Nel caso Garlasco, Chiara Poggi è stata al centro di tutto. Eppure, col passare del tempo, è diventata sempre più invisibile.
All’inizio era lei la notizia.
Una ragazza di 26 anni trovata morta nella sua casa, in un tranquillo paese di provincia. Un volto pulito. Una vita ordinaria. Una famiglia riservata.
Poi il racconto è cambiato.
Il caso Garlasco è diventato un labirinto di perizie, sentenze ribaltate, discussioni infinite. I riflettori si sono spostati sull’imputato, sugli errori investigativi, sulle contraddizioni della giustizia. E Chiara, lentamente, è scivolata ai margini della sua stessa storia.
Di lei si è detto poco.
Sempre le stesse parole: brava ragazza, figlia modello, vita senza ombre. Un ritratto semplice, quasi immobile.

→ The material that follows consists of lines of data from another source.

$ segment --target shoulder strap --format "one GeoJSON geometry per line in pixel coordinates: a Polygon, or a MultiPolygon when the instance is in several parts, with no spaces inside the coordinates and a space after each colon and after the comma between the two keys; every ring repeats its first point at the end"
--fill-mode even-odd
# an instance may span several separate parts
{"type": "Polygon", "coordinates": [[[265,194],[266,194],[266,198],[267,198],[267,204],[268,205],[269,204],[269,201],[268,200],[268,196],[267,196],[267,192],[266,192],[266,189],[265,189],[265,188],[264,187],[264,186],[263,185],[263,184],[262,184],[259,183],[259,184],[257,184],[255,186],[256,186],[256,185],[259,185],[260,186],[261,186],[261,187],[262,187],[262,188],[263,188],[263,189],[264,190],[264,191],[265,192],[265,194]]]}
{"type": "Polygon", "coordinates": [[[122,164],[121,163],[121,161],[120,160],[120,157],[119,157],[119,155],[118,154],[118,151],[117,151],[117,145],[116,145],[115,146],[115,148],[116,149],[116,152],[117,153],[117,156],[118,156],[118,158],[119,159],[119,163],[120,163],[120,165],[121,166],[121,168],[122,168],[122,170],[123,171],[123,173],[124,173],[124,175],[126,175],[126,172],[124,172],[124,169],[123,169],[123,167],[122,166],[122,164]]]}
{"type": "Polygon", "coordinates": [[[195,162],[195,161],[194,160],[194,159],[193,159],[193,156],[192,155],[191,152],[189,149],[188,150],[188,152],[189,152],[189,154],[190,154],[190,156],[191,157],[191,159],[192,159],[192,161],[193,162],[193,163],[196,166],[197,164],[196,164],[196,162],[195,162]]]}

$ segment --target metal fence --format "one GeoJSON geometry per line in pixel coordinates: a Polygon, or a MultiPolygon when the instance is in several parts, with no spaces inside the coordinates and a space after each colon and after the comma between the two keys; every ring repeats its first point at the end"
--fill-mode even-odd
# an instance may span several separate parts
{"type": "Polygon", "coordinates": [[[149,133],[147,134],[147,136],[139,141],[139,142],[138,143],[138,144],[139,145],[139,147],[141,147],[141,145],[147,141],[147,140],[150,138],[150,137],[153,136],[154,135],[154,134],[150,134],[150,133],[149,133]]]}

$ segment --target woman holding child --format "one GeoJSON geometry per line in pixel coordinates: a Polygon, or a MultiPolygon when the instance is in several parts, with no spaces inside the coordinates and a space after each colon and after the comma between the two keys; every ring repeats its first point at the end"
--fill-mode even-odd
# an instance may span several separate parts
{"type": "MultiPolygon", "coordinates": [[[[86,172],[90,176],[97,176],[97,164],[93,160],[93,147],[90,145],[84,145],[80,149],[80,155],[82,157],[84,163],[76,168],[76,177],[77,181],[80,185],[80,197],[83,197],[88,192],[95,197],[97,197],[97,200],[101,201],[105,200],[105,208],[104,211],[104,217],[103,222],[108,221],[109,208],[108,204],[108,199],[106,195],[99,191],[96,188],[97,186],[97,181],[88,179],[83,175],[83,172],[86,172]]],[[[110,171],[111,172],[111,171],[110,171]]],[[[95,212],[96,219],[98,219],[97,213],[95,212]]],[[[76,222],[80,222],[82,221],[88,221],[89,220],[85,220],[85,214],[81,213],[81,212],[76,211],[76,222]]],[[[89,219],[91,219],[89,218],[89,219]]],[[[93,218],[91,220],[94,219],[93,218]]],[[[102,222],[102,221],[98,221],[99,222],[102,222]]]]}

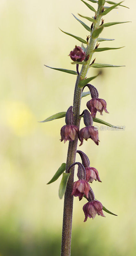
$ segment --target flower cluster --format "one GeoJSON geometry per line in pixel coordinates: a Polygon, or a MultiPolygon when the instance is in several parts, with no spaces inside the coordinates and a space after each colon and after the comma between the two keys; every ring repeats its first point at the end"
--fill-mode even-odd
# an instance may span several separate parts
{"type": "MultiPolygon", "coordinates": [[[[69,54],[71,58],[74,61],[82,61],[85,59],[85,54],[82,48],[76,46],[73,51],[69,54]]],[[[78,71],[78,65],[77,65],[77,70],[78,71]]],[[[66,115],[66,124],[61,128],[60,131],[61,141],[63,140],[64,143],[67,140],[73,141],[76,138],[78,138],[80,141],[79,146],[82,145],[84,140],[87,140],[91,139],[95,144],[99,145],[100,141],[98,132],[93,126],[93,121],[95,120],[97,112],[102,115],[103,110],[106,113],[108,113],[106,109],[106,102],[104,100],[99,98],[98,92],[94,86],[92,84],[87,84],[83,89],[83,91],[87,86],[90,92],[92,99],[87,103],[86,106],[90,112],[85,109],[80,115],[84,118],[84,122],[85,127],[79,130],[78,126],[74,123],[74,113],[73,112],[72,106],[68,108],[66,115]],[[90,113],[91,112],[91,113],[90,113]]],[[[69,167],[68,172],[70,168],[75,164],[78,165],[77,175],[78,180],[73,183],[72,186],[72,195],[78,196],[79,201],[83,196],[85,197],[88,202],[83,206],[83,211],[85,215],[84,222],[87,220],[88,217],[94,219],[96,214],[105,217],[102,212],[103,206],[99,201],[95,200],[94,195],[91,188],[89,183],[92,183],[94,180],[101,182],[97,170],[94,167],[90,166],[90,162],[86,155],[80,150],[77,150],[79,154],[82,161],[82,164],[76,162],[71,164],[69,167]]]]}

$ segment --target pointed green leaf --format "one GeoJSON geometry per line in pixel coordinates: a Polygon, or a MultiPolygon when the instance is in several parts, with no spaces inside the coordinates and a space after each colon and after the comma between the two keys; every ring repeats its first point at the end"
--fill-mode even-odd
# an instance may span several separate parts
{"type": "Polygon", "coordinates": [[[122,21],[122,22],[109,22],[108,23],[105,23],[105,24],[103,24],[103,25],[101,25],[100,26],[106,27],[110,27],[110,26],[113,26],[113,25],[116,25],[117,24],[121,24],[122,23],[127,23],[128,22],[131,22],[122,21]]]}
{"type": "Polygon", "coordinates": [[[82,17],[83,18],[85,18],[85,19],[86,19],[87,20],[88,20],[90,21],[93,22],[96,22],[95,20],[94,20],[94,19],[93,18],[90,18],[90,17],[87,17],[86,16],[83,16],[83,15],[81,15],[81,14],[79,14],[79,13],[78,13],[78,14],[79,16],[82,17]]]}
{"type": "Polygon", "coordinates": [[[84,79],[83,80],[81,80],[80,81],[78,84],[78,86],[80,88],[84,87],[84,86],[86,85],[87,84],[88,84],[90,81],[94,79],[95,77],[96,77],[99,75],[99,74],[97,75],[97,76],[92,76],[92,77],[89,77],[87,78],[86,79],[84,79]]]}
{"type": "Polygon", "coordinates": [[[83,98],[83,97],[86,97],[86,96],[88,96],[88,95],[90,95],[90,91],[89,92],[82,92],[82,98],[83,98]]]}
{"type": "Polygon", "coordinates": [[[54,174],[53,177],[52,179],[52,180],[51,180],[50,181],[48,182],[47,184],[50,184],[51,183],[55,181],[65,170],[66,166],[66,164],[65,163],[63,163],[63,164],[62,164],[61,166],[59,168],[58,171],[54,174]]]}
{"type": "Polygon", "coordinates": [[[120,65],[115,66],[110,64],[102,64],[101,63],[94,63],[90,66],[90,68],[118,68],[119,67],[125,67],[120,65]]]}
{"type": "MultiPolygon", "coordinates": [[[[113,2],[112,1],[106,1],[105,2],[106,3],[107,3],[108,4],[116,4],[116,3],[115,3],[115,2],[113,2]]],[[[123,7],[125,7],[126,8],[128,8],[129,9],[129,7],[127,7],[126,6],[125,6],[124,5],[122,5],[122,4],[119,4],[120,6],[122,6],[123,7]]]]}
{"type": "Polygon", "coordinates": [[[115,39],[108,39],[106,38],[102,38],[99,37],[97,38],[97,42],[102,42],[103,41],[113,41],[115,39]]]}
{"type": "Polygon", "coordinates": [[[92,3],[94,3],[95,4],[95,3],[97,3],[97,4],[98,3],[98,1],[95,1],[95,0],[88,0],[88,1],[90,1],[90,2],[92,2],[92,3]]]}
{"type": "Polygon", "coordinates": [[[86,6],[87,6],[87,7],[88,7],[88,8],[89,8],[89,9],[91,10],[91,11],[92,11],[93,12],[95,12],[95,13],[96,13],[97,12],[96,11],[96,10],[95,10],[94,8],[93,7],[92,7],[92,6],[91,6],[91,5],[90,5],[89,4],[88,4],[87,3],[86,3],[86,2],[84,2],[84,1],[83,1],[83,0],[81,0],[81,1],[82,2],[84,3],[84,4],[86,4],[86,6]]]}
{"type": "Polygon", "coordinates": [[[93,50],[94,52],[103,52],[104,51],[108,51],[108,50],[116,50],[117,49],[121,49],[121,48],[123,48],[124,46],[123,47],[118,47],[117,48],[114,48],[113,47],[108,48],[108,47],[105,47],[103,48],[97,48],[97,49],[94,49],[93,50]]]}
{"type": "Polygon", "coordinates": [[[76,19],[77,20],[78,20],[78,21],[80,22],[80,23],[81,23],[81,24],[82,25],[82,26],[83,26],[83,27],[84,27],[84,28],[85,28],[88,31],[89,31],[90,32],[91,32],[91,28],[89,28],[89,27],[88,27],[88,26],[87,25],[86,25],[86,24],[85,24],[85,23],[84,23],[84,22],[82,21],[82,20],[79,20],[79,19],[76,18],[76,16],[75,16],[75,15],[74,15],[74,14],[73,14],[73,13],[72,13],[72,15],[73,15],[74,17],[75,18],[75,19],[76,19]]]}
{"type": "Polygon", "coordinates": [[[84,47],[83,43],[81,44],[81,48],[84,51],[85,53],[86,52],[86,48],[85,47],[84,47]]]}
{"type": "Polygon", "coordinates": [[[69,74],[72,74],[72,75],[76,75],[78,76],[78,74],[76,71],[74,71],[74,70],[69,70],[69,69],[65,69],[64,68],[52,68],[51,67],[47,66],[46,65],[44,65],[47,68],[52,68],[52,69],[55,69],[55,70],[58,70],[59,71],[61,71],[62,72],[65,72],[66,73],[68,73],[69,74]]]}
{"type": "Polygon", "coordinates": [[[103,121],[103,120],[101,120],[101,119],[99,119],[99,118],[97,118],[96,117],[93,118],[93,121],[94,122],[99,123],[99,124],[105,124],[106,125],[110,126],[110,127],[112,127],[113,128],[117,128],[120,129],[123,129],[122,128],[119,127],[119,126],[115,126],[115,125],[113,125],[112,124],[109,124],[109,123],[107,123],[107,122],[106,122],[105,121],[103,121]]]}
{"type": "Polygon", "coordinates": [[[74,35],[71,34],[70,33],[68,33],[68,32],[65,32],[65,31],[63,31],[63,30],[60,29],[60,29],[62,32],[63,32],[63,33],[65,33],[65,34],[68,35],[68,36],[72,36],[73,37],[74,37],[76,39],[77,39],[78,41],[80,41],[80,42],[82,42],[82,43],[84,43],[84,44],[87,43],[86,41],[85,41],[85,40],[81,38],[81,37],[80,37],[79,36],[74,36],[74,35]]]}
{"type": "Polygon", "coordinates": [[[71,62],[71,64],[81,64],[82,65],[86,65],[85,61],[73,61],[71,62]]]}
{"type": "Polygon", "coordinates": [[[110,212],[108,210],[107,210],[106,208],[105,208],[103,205],[103,208],[102,210],[103,211],[104,211],[105,212],[107,212],[108,213],[109,213],[109,214],[111,214],[112,215],[114,215],[115,216],[117,216],[117,215],[116,214],[115,214],[115,213],[113,213],[113,212],[110,212]]]}
{"type": "Polygon", "coordinates": [[[57,113],[57,114],[46,118],[43,121],[41,121],[40,123],[45,123],[45,122],[48,122],[49,121],[52,121],[52,120],[54,120],[54,119],[58,119],[60,118],[64,117],[66,116],[66,112],[60,112],[59,113],[57,113]]]}
{"type": "Polygon", "coordinates": [[[94,30],[92,35],[92,38],[97,38],[99,36],[100,34],[102,32],[103,30],[103,28],[102,27],[99,27],[97,29],[94,30]]]}
{"type": "Polygon", "coordinates": [[[116,6],[118,6],[118,5],[119,5],[122,3],[123,1],[122,1],[121,2],[120,2],[118,4],[114,4],[114,5],[111,6],[111,7],[110,7],[109,8],[108,8],[108,9],[107,9],[105,11],[104,11],[104,12],[102,13],[102,15],[103,16],[104,15],[106,15],[106,14],[109,12],[110,12],[111,11],[112,11],[113,9],[114,9],[115,7],[116,6]]]}
{"type": "Polygon", "coordinates": [[[59,189],[59,196],[60,199],[62,199],[64,195],[66,188],[70,172],[69,173],[63,172],[63,176],[59,189]]]}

Ma Chiara non era un simbolo. Era una persona. Aveva pensieri, desideri, fragilità.
Una quotidianità che raramente ha trovato spazio nel racconto mediatico, perché non serviva a sostenere una tesi, né a rafforzare un dubbio.
Nel tempo, Chiara Poggi è diventata un punto fermo e silenzioso attorno a cui tutto ruotava. Non più una vita da ricordare, ma un riferimento astratto.

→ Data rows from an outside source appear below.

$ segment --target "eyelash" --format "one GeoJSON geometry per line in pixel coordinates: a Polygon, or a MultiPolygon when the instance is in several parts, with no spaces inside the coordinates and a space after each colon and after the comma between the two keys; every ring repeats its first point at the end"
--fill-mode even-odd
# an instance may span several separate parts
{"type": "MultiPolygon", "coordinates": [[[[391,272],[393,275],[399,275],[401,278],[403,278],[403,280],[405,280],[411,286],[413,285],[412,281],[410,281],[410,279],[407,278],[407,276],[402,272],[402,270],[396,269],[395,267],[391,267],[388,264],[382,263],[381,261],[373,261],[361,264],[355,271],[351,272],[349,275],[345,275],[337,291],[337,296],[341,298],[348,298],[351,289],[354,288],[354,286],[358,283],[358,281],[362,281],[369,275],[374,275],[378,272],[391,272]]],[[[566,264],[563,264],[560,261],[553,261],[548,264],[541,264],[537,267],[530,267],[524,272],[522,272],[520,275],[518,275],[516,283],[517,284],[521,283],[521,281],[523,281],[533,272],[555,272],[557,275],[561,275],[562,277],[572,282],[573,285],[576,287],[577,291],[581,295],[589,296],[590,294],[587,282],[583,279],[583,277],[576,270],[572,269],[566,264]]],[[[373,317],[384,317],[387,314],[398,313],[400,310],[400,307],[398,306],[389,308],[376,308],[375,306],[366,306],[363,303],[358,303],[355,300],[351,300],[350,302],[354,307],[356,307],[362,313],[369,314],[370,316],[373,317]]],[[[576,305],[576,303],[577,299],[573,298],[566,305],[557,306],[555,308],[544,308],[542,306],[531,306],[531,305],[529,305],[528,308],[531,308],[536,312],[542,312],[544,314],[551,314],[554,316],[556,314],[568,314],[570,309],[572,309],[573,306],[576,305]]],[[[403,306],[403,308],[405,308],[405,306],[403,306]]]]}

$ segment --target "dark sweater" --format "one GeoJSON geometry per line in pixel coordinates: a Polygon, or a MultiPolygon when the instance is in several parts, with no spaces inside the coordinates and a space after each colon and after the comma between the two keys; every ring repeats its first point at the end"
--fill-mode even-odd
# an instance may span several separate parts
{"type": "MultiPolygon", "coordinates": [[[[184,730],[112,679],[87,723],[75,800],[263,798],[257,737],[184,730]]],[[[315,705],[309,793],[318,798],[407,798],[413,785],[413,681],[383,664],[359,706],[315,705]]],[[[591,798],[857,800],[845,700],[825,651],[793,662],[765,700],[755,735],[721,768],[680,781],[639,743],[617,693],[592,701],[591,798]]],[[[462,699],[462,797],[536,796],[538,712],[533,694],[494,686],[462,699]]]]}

Una presenza necessaria per tenere aperto il caso, ma priva di voce. Ogni nuovo dettaglio non parlava di lei. Serviva a difendere o attaccare qualcuno. A confermare o smontare una ricostruzione.
La vittima non era più il cuore del racconto. Era il terreno su cui si combatteva.
C’è un paradosso che il caso Garlasco mette davanti agli occhi di tutti: più una storia diventa famosa, più il volto della vittima rischia di sbiadire.
Il nome di Chiara è stato pronunciato per anni, ma la sua identità reale è rimasta sullo sfondo, coperta dal rumore del dibattito pubblico.
Anche il silenzio della famiglia è stato spesso interpretato. Talvolta giudicato.

Ma forse quel silenzio non era distanza. Era protezione.
L’ultimo modo per difendere Chiara da una narrazione che stava consumando tutto.
Il caso Garlasco non è solo una storia di giustizia controversa.
È anche un esempio di come, nel racconto mediatico, una vittima possa perdere due volte.
La prima, quando le viene tolta la vita. La seconda, quando le viene tolta la complessità.
Chiara Poggi non è solo il nome di un caso giudiziario. È una persona che, col passare degli anni, abbiamo smesso di guardare davvero. E forse la domanda più scomoda non è soltanto chi l’ha uccisa.
👉 quando un caso diventa un’ossessione collettiva, chi si prende cura della memoria della vittima?